ARC Antioquia was an Antioquia-class destroyer, the first ship of that name to serve the navy of Colombia, the Armada Nacional República de Colombia.

Antioquia was built in Lisbon, Portugal as a Douro-class destroyer for the Portuguese Navy (the Marinha Portuguesa), and originally named NRP Douro. The design of the six ships of the Douro class was by the British company Yarrow Shipbuilders, based on that of the Royal Navy's prototype destroyer HMS Ambuscade. Two were built at Yarrow's shipyard in Clydebank, Scotland, and the remaining four in Lisbon with Yarrow machinery. The name Douro had previously been applied in the Portuguese Navy to a destroyer, which served from 1914 to 1931, and was subsequently given to another destroyer (D332), commissioned from 1936 until 1959.

Douro was purchased before her completion by the Armada Nacional República de Colombia in 1933 in response to the Colombia–Peru War. She was renamed for Colombia's Antioquia Department, which had contributed the funds for her acquisition. A sister-ship, NRP Tejo, was purchased at the same time and renamed ARC Caldas.

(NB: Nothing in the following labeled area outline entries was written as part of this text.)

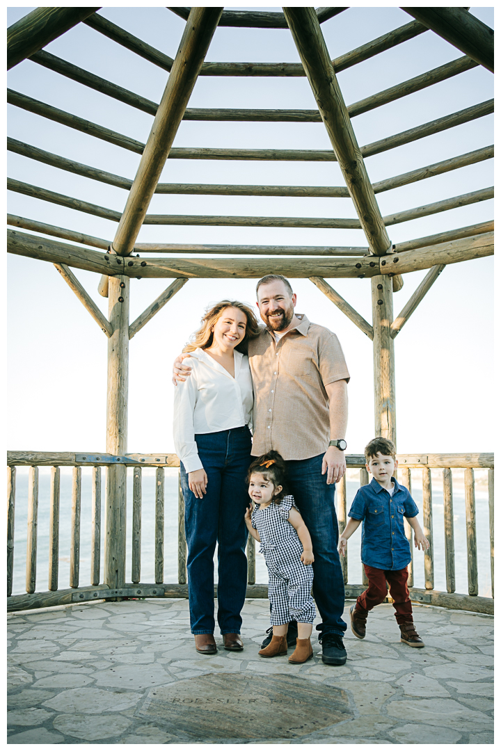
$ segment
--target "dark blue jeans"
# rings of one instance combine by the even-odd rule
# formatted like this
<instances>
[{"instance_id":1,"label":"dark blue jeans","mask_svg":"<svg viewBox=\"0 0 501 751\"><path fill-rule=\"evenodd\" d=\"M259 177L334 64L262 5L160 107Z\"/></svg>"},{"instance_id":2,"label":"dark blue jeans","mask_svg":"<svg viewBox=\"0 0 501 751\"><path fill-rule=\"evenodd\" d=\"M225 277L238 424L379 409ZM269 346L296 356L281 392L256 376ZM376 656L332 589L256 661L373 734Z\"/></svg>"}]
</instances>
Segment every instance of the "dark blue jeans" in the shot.
<instances>
[{"instance_id":1,"label":"dark blue jeans","mask_svg":"<svg viewBox=\"0 0 501 751\"><path fill-rule=\"evenodd\" d=\"M337 552L339 528L334 505L336 485L327 484L321 474L324 454L286 462L288 490L294 496L313 544L313 597L322 623L321 634L343 636L346 624L341 617L345 585Z\"/></svg>"},{"instance_id":2,"label":"dark blue jeans","mask_svg":"<svg viewBox=\"0 0 501 751\"><path fill-rule=\"evenodd\" d=\"M192 634L214 633L214 550L218 543L218 612L222 634L240 634L247 587L244 521L249 498L246 475L251 434L238 427L195 435L207 475L207 495L196 498L181 463L188 544L188 594Z\"/></svg>"}]
</instances>

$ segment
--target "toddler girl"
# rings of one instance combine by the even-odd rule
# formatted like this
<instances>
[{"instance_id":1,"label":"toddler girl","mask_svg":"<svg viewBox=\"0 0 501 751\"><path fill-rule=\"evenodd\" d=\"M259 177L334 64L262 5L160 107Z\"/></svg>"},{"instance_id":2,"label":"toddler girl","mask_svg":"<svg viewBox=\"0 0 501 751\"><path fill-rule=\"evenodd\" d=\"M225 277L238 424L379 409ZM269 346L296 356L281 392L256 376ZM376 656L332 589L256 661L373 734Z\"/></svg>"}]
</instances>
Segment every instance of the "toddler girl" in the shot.
<instances>
[{"instance_id":1,"label":"toddler girl","mask_svg":"<svg viewBox=\"0 0 501 751\"><path fill-rule=\"evenodd\" d=\"M315 619L311 596L313 552L309 532L292 496L286 496L285 463L276 451L255 459L247 474L252 504L245 515L249 532L261 542L268 569L270 643L260 650L261 657L287 654L289 621L297 621L296 649L289 662L306 662L313 656L309 641Z\"/></svg>"}]
</instances>

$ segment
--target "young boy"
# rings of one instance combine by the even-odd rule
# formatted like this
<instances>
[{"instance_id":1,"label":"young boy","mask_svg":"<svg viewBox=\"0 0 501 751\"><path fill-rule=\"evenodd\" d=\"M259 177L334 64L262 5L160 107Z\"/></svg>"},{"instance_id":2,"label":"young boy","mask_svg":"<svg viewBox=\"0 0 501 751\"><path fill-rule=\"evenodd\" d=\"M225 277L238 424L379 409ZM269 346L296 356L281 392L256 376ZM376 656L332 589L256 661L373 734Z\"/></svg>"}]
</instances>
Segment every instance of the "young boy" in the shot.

Collectively, the Colombian Navy called the two ships Antioquia-class destroyers.

In 1936 Antioquia was involved in what could have been a serious international incident.

On the occasion of the death of the British King, George V, the Bermuda Militia Artillery (BMA), a part-time reserve of the Royal Regiment of Artillery, had been instructed to fire a memorial salute from a 4.7 inches (120 mm) gun at St. David's Battery, in the British colony of Bermuda. This salute was to consist of seventy blank rounds, one for each year of the king's life, fired at one-minute intervals.